Cédant aux instances de Henri III, Catherine se mit à la poursuite de d’Alençon. Lorsqu’elle parvint à le rejoindre, il imposa pour première condition à un accord la mise en liberté de sa sœur. Une trêve de quelques mois fut donc signée entre la mère et le fils, mais les clauses n’en ayant pas été loyalement tenues, le duc d’Alençon, loin de déposer les armes, appela à son aide le duc Casimir, qui vint le joindre avec sept mille reîtres. Grossie de tous les mécontens, l’armée rebelle devint un véritable danger. Suppliée par Henri III de reprendre son rôle de médiatrice, Catherine, pour avoir plus facilement raison de son fils, emmena Marguerite et Mme de Sauve. Si le duc se montra cette fois plus docile, il ne céda pas uniquement aux instances de sa sœur et aux caresses insidieuses de Mme de Sauve ; il convoitait déjà cette couronne ducale que lui offraient les provinces des Flandres en pleine révolte contre Philippe II ; et lorsqu’aux états qui se réunirent à Blois, la majorité catholique invita le roi à maintenir l’unité de religion et à en finir avec la dernière résistance des protestans dans le Bourbonnais et l’Auvergne, lui, leur allié de la veille, il accepta le commandement de l’armée qui allait les combattre et leur reprit La Charité et Issoire. De son côté, Marguerite était partie pour les Flandres, où elle allait recruter des auxiliaires et des amis pour son frère d’Alençon ; mais elle ne dépassa pas Liège, et son retour ne fut pas sans danger : guettée à la fois par les Espagnols et par les protestans de France, en armes sur la frontière, elle ne regagna qu’à grand’peine La Fère, où elle avait donné rendez-vous au duc d’Alençon.

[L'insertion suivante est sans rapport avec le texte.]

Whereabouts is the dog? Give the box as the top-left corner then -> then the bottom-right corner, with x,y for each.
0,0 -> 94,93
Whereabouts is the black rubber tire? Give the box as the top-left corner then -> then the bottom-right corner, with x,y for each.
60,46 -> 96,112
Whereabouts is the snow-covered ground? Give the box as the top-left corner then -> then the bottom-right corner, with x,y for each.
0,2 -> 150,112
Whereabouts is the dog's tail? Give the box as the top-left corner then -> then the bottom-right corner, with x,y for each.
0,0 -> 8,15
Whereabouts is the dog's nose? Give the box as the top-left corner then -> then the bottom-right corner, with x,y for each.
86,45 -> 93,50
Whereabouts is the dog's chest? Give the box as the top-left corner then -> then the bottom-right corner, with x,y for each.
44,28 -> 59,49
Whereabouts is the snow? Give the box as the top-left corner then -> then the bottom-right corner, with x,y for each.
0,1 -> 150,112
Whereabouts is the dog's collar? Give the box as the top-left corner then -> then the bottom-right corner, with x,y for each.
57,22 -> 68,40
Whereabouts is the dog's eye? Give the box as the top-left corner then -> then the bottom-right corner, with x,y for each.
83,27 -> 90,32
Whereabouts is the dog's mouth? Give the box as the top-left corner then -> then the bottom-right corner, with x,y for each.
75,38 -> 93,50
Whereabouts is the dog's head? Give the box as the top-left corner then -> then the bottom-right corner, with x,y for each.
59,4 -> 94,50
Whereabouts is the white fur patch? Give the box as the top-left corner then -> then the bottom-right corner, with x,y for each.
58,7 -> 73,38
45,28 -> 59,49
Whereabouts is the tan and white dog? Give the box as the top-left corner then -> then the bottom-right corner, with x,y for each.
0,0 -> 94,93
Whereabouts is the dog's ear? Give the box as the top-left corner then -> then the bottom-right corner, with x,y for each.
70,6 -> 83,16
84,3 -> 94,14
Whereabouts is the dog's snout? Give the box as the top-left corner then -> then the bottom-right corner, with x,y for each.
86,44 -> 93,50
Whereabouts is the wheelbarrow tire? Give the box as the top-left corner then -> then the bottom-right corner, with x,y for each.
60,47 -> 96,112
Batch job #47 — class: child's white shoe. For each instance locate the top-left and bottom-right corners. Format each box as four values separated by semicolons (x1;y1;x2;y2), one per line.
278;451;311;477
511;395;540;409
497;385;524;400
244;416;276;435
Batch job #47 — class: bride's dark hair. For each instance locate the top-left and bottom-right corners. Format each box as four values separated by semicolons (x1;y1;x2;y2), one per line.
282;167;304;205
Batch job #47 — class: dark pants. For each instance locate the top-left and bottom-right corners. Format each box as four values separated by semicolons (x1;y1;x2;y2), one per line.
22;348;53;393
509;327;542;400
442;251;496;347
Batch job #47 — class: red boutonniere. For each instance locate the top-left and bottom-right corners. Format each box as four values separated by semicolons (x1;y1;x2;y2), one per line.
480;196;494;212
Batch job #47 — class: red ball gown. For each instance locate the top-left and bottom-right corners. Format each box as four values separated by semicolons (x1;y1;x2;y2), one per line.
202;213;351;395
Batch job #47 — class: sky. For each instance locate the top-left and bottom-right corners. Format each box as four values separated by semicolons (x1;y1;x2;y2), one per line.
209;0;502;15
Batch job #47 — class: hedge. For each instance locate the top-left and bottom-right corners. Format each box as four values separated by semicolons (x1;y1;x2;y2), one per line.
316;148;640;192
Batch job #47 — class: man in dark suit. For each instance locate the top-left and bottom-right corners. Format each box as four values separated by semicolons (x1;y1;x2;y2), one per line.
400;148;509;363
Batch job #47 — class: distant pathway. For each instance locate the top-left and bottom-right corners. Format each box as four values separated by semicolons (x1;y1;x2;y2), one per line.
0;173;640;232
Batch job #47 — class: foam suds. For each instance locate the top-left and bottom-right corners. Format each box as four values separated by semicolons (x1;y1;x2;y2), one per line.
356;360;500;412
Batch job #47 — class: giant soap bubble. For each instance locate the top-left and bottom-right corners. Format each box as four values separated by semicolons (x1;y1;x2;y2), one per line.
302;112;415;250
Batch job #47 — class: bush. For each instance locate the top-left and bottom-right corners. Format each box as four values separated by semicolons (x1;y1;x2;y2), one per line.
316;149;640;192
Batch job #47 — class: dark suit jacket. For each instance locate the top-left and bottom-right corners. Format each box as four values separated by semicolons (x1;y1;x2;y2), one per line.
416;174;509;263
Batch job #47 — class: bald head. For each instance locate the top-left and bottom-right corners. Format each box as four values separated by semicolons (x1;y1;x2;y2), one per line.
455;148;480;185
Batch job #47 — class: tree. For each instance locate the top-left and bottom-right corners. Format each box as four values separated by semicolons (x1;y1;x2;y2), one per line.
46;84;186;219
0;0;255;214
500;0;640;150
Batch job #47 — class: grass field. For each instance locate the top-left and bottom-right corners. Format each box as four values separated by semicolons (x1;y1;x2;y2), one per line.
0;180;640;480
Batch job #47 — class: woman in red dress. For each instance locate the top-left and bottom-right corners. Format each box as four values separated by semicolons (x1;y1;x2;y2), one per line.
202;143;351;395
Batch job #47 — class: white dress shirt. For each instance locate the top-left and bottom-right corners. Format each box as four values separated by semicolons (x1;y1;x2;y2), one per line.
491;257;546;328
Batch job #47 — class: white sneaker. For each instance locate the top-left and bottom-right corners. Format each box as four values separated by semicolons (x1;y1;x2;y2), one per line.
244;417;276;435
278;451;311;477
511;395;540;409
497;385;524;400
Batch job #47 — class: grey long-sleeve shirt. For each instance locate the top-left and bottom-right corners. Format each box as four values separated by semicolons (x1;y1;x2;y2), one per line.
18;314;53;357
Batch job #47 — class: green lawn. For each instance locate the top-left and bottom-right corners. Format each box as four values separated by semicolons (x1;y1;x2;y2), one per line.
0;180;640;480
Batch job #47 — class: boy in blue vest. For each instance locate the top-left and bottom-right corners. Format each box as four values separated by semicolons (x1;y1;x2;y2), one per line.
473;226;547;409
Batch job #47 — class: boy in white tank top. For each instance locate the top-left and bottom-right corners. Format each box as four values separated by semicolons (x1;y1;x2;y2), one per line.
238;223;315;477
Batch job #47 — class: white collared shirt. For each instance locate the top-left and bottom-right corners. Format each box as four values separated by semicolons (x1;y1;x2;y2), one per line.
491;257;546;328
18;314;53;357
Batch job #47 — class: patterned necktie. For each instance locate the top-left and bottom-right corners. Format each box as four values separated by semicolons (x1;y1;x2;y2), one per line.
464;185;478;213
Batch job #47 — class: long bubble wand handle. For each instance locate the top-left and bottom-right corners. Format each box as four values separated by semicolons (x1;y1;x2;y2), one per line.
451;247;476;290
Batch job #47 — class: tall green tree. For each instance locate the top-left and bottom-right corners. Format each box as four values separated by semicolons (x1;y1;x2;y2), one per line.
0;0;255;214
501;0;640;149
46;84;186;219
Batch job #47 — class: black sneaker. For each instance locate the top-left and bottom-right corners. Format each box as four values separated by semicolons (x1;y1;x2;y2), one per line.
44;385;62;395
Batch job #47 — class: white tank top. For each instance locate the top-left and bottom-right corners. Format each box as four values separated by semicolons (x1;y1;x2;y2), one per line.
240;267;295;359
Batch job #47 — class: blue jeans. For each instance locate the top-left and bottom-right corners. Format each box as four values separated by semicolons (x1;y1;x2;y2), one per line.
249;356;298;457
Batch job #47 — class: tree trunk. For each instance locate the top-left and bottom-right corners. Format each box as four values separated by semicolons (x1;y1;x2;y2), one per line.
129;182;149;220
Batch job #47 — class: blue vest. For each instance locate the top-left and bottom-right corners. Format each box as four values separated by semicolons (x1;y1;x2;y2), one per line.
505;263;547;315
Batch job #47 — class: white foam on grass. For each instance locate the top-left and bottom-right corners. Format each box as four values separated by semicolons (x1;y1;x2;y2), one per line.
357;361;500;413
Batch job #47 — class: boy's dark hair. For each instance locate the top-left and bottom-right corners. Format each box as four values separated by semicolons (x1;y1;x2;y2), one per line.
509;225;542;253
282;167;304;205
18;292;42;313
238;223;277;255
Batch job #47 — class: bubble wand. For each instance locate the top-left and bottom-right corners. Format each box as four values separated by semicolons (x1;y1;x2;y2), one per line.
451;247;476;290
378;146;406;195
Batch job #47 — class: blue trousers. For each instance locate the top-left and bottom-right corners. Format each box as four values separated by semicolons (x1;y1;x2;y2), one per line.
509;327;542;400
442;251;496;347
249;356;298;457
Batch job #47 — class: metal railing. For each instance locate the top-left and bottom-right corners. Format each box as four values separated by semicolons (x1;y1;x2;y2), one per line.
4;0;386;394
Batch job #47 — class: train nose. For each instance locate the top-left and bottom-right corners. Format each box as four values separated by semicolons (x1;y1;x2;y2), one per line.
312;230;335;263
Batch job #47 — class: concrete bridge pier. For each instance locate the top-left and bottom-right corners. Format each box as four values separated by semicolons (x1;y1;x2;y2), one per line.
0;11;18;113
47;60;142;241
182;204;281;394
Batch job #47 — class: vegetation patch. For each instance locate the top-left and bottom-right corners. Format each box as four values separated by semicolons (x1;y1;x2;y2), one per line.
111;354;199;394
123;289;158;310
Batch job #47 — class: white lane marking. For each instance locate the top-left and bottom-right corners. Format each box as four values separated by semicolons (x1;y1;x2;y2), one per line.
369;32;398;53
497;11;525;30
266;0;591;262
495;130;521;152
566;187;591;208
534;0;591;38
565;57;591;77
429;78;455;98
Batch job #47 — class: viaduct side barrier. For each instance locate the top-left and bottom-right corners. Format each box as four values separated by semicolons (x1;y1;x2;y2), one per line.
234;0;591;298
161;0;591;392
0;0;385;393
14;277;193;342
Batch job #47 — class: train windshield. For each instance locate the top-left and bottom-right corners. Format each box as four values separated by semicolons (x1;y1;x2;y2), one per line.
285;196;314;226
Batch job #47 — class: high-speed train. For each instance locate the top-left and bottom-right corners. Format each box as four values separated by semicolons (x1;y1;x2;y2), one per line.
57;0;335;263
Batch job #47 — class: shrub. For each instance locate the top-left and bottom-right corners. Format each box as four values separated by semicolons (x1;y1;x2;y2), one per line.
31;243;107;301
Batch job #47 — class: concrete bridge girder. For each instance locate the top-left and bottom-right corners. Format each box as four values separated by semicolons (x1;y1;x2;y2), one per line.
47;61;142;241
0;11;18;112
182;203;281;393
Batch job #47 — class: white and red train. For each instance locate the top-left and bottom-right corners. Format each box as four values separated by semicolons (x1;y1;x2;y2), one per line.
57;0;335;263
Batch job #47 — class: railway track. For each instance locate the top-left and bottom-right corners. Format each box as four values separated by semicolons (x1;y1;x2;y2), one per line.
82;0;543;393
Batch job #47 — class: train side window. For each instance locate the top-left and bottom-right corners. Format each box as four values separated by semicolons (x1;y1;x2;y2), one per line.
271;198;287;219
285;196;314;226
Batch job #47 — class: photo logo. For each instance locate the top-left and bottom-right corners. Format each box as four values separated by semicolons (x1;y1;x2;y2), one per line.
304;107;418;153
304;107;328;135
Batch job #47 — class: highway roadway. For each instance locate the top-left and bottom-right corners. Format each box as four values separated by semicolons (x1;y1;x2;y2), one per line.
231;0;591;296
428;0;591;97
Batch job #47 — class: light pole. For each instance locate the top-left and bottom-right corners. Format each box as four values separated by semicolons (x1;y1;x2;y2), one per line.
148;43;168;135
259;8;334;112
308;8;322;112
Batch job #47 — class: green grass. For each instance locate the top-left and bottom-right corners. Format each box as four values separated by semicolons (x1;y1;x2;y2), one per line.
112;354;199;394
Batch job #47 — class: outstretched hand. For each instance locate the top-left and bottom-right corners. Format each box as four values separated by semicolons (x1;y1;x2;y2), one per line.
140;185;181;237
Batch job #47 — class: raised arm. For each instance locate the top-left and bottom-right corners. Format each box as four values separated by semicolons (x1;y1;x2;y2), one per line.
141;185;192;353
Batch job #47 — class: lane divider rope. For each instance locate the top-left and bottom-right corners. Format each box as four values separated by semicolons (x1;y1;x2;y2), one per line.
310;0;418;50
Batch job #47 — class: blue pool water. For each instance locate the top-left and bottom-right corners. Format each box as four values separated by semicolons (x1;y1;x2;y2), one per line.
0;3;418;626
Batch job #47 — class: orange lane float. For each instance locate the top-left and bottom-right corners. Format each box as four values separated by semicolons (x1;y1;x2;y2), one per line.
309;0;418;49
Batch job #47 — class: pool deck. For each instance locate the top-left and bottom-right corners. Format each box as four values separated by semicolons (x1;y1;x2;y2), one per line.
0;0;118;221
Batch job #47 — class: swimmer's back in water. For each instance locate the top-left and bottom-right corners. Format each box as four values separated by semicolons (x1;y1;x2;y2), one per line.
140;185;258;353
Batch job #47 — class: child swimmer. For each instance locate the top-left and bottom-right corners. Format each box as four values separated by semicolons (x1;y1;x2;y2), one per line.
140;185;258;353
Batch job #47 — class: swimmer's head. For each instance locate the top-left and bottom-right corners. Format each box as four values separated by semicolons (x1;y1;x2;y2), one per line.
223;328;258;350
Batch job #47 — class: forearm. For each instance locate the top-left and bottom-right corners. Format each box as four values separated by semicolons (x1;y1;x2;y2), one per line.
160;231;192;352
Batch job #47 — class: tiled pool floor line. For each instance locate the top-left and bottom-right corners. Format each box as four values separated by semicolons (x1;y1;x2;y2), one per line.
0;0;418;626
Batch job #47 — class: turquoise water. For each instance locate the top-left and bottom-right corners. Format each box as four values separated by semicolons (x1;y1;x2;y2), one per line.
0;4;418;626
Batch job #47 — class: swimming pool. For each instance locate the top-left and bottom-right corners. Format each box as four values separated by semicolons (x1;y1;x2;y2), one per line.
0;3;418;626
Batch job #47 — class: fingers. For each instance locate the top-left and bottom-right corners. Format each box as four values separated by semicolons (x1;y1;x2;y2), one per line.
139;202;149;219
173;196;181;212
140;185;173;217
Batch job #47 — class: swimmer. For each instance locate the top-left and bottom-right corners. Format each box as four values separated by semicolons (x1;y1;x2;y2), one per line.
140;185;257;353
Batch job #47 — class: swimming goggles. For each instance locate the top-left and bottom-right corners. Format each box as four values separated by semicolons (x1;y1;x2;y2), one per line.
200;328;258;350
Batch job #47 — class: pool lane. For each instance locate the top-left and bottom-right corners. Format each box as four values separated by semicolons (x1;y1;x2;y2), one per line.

Durant les deux mois qu’elle y passa et qui ne « furent que deux petits jours, » elle s’y trouva dans une intimité forcée et de tous les instans avec le bel Harlay de Chanvalon, qui partageait avec Jean de Simier la faveur du duc. Si, dans cette première rencontre, elle fut soutenue contre elle-même par le souvenir de Bussy, elle y reçut du moins ce premier coup de foudre qui jettera plus tard un si grand trouble dans sa vie.